Run an evaluation on a dataset collection using the Aimon API.

Signature

from aimon import evaluate

evaluate(
application_name: str,
model_name: str,
dataset_collection_name: str,
evaluation_name: str,
headers: List[str],
api_key: Optional[str] = None,
aimon_client: Optional[Client] = None,
config: Optional[Dict[str, Any]] = None
) -> List[EvaluateResponse]

Parameters:

  • application_name (str): The name of the application to run the evaluation on.
  • model_name (str): The name of the model to run the evaluation on.
  • dataset_collection_name (str): The name of the dataset collection to run the evaluation on.
  • evaluation_name (str): The name of the evaluation to be created.
  • headers (list): A list of column names in the dataset to be used for the evaluation. Must include 'context_docs'.
  • api_key (str, optional): The API key to use for the Aimon client. Required if aimon_client is not provided.
  • aimon_client (Client, optional): An instance of the Aimon client to use for the evaluation. If not provided, a new client will be created using the api_key.
  • config (dict, optional): A dictionary of configuration options for the evaluation.

Returns:

  • List[EvaluateResponse]: A list of EvaluateResponse objects containing the output and response for each record in the dataset collection.

Raises:

  • ValueError: If headers is empty or doesn't contain 'context_docs', or if required fields are missing from the dataset records.

Note:

The dataset records must contain 'context_docs' and all fields specified in the 'headers' argument.
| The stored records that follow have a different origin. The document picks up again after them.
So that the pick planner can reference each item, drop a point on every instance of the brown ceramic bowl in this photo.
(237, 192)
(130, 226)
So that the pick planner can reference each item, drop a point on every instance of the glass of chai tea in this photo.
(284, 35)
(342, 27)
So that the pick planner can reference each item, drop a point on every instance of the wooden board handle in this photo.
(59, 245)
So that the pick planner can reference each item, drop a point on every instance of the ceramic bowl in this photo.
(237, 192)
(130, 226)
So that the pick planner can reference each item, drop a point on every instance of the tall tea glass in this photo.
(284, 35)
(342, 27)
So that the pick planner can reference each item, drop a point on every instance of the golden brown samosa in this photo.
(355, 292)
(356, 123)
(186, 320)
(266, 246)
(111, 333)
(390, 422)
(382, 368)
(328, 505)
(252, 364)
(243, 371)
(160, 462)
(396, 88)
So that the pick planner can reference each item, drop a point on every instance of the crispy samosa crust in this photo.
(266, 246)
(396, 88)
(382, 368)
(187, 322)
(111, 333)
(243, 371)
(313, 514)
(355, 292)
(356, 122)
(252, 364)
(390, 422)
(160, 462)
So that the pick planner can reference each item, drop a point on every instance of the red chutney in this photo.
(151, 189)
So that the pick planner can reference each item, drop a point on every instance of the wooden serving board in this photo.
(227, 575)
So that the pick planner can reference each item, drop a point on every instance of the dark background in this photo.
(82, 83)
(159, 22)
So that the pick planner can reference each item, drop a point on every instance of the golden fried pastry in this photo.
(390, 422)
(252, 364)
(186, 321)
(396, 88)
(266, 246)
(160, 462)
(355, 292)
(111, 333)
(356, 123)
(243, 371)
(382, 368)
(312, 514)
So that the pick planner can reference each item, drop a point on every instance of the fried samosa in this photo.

The 'prompt', 'output', and 'instructions' fields are optional.

Example:

from aimon import evaluate
import os

headers = ["context_docs", "user_query", "output"]
config = {
"hallucination": {"detector_name": "default"},
"instruction_adherence": {"detector_name": "default"}
}
results = evaluate(
application_name="my_app",
model_name="gpt-4o",
# this dataset collection must exist in the Aimon platform
dataset_collection_name="my_dataset_collection",
evaluation_name="my_evaluation",
headers=headers,
api_key=os.getenv("AIMON_API_KEY"),
config=config
)
for result in results:
print(f"Output: {result.output}")
print(f"Response: {result.response}")
print("---")

Class: EvaluateResponse

Represents the response from an evaluation.

Constructor

EvaluateResponse(output, response)

Parameters:

  • output: The output of the evaluated function.
  • response: The response from the Aimon API analysis.